Sul fronte social, poi, hanno fatto incetta di like e visualizzazioni il talento turco Tuba Geçkil e gli americani Natalie e Dave Sideserf, che hanno portato la tecnica del trompe-l’oeil dolce a un livello elevato, utilizzando una combinazione di fondente, colori alimentari e strumenti per dare la consistenza originaria a dolci modellati su forme comuni – sandali Crocs, borse da donna, lattine di bevande e addirittura una bottiglia di disinfettante per le mani – per ingannare assolutamente tutti.

Eppure, stando ad alcune fonti storiche il primo esempio di dolce trompe l’oeil è molto più antico e risale addirittura al 1574, quando il futuro re di Francia Enrico III fu ospite di un banchetto a Venezia, uno dei tanti della sua pur giovane vita. Il sovrano però non poté fare a meno di meravigliarsi quando il tovagliolo messo sulla tavola si ruppe nelle sue mani, rivelandosi composto di una pasta di zucchero a velo (probabilmente fatta con acqua di rose e fiori d’arancio e gomma adragante, una resina di una pianta originaria del Medio Oriente e dell’Asia), così come tutta la tovaglia, i piatti, i coltelli, il pane e la frutta: gli abilissimi cuochi veneziani avevano deciso di puntare sull’effetto sorpresa di questa tecnica ingannatrice (mota come trionfo di zucchero) per offrire a Enrico qualcosa di memorabile.

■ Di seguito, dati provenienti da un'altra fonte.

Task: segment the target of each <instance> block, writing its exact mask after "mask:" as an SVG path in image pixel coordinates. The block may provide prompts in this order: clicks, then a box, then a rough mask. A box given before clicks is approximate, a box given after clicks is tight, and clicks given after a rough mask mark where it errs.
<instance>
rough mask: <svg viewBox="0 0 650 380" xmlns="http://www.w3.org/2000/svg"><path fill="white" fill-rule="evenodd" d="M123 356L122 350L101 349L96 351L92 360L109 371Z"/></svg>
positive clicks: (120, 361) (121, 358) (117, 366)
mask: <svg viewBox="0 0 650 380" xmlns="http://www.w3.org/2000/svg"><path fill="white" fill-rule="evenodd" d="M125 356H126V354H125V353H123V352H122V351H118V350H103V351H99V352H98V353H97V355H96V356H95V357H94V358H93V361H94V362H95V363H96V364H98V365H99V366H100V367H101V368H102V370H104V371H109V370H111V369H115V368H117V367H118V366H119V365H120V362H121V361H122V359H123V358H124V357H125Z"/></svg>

Il trompe l’oeil al contrario: specialità salate che sembrano dolci

Non sempre nel trompe l’oeil la sorpresa è dolce, perché è molto diffuso anche un utilizzo inverso di questa tecnica: sfruttare cioè le forme di alcuni dolci della classica pasticceria italiana ma in versione salata.

Uno dei promotori di questa tendenza è Luca Montersino, che ha pubblicato vari lavori dedicati alla “pasticceria salata”, ma più in generale ci sono tanti esempi di commistione tra dolce e salato, come cannoli farciti con creme ai formaggi o alle verdure, cannoncini con mousse al prosciutto, ovis mollis con fonduta alla fontina, per poi arrivare alle classiche torte salate o a ricette più elaborate come il babà rustico o le sfogliatelle salate.